Lulinha é apurado por suspeitas de irregularidades contra aposentados e tornou-se alvo, nesta quinta-feira (26), de investigação conduzida pela Comissão Parlamentar Mista de Inquérito do INSS.

Imagem: reprodução redes sociais
O ministro André Mendonça, do Supremo Tribunal Federal (STF), autorizou em janeiro o pedido da Polícia Federal para a quebra de sigilos bancário, fiscal e de e-mails de Fábio Luís Lula da Silva, conhecido como Lulinha, filho mais velho do presidente Lula. Os dados já estão sob posse dos investigadores. A informação foi divulgada pelo portal Poder360 e confirmada pelo SBT News.
A medida foi tomada no contexto das apurações sobre um esquema de fraudes no Instituto Nacional do Seguro Social (INSS). De acordo com a PF, um grupo criminoso teria realizado descontos indevidos em benefícios de aposentados e pensionistas com objetivo de obter vantagens financeiras ilícitas.

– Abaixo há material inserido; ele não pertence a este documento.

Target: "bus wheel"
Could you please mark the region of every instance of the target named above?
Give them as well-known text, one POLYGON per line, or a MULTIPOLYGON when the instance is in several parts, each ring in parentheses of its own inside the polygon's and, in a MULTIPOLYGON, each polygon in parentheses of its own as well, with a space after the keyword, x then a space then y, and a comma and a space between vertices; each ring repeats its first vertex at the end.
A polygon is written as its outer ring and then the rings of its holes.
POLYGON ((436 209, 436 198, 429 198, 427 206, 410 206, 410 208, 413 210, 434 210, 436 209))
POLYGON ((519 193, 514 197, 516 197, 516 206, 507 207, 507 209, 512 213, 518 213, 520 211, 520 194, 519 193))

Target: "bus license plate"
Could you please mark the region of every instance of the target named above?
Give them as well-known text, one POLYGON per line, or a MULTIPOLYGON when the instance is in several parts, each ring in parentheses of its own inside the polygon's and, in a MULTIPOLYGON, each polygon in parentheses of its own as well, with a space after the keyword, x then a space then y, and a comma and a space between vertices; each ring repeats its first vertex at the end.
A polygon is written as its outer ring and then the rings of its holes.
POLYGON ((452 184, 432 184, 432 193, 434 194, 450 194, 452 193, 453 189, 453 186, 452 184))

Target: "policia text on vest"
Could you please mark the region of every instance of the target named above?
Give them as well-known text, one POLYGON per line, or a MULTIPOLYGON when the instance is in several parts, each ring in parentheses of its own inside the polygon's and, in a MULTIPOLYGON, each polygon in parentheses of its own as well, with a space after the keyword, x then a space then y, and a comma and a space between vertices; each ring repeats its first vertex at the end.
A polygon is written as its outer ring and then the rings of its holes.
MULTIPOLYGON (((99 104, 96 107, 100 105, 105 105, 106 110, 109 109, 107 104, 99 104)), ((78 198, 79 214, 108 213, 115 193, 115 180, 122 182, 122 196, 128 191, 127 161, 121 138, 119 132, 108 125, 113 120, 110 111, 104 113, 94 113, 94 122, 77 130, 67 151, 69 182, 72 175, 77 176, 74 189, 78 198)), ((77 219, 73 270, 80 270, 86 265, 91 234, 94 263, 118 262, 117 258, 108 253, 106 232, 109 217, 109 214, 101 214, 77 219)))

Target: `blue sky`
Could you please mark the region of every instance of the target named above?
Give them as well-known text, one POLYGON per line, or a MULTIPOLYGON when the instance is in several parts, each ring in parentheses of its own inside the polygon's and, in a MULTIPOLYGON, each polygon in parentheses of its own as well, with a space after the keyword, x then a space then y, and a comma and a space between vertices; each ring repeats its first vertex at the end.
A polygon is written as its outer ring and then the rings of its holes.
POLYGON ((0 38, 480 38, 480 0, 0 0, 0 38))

Lulinha é mencionado em ao menos quatro pontos da investigação. O principal envolve um suposto repasse de R$ 300 mil feito por Antônio Carlos Camilo Antunes, conhecido como “Careca do INSS”. Em mensagens interceptadas, ele afirma que o valor deveria ser destinado ao “filho do rapaz”, expressão que, segundo a PF, indicaria o beneficiário final.
Relatório enviado ao STF em dezembro aponta que o pagamento foi direcionado à empresa RL Consultoria e Intermediações LTDA, apontada como possível empresa de fachada. A Polícia Federal sustenta que, pelo teor das conversas e pela movimentação financeira analisada, o montante não corresponderia a serviços efetivamente prestados, mas teria como finalidade favorecer o destinatário oculto.
Relatórios de inteligência financeira indicam ainda que a RL Consultoria recebeu R$ 18,27 milhões, parte significativa oriunda de companhias ligadas ao “Careca do INSS”. A empresa tem como sócios Roberta Moreira Luchsinger, amiga de Lulinha, e o pai dela.
A defesa afirma que ele está disposto a colaborar espontaneamente com as investigações, mas ainda não comentou especificamente a decisão de quebra de sigilo.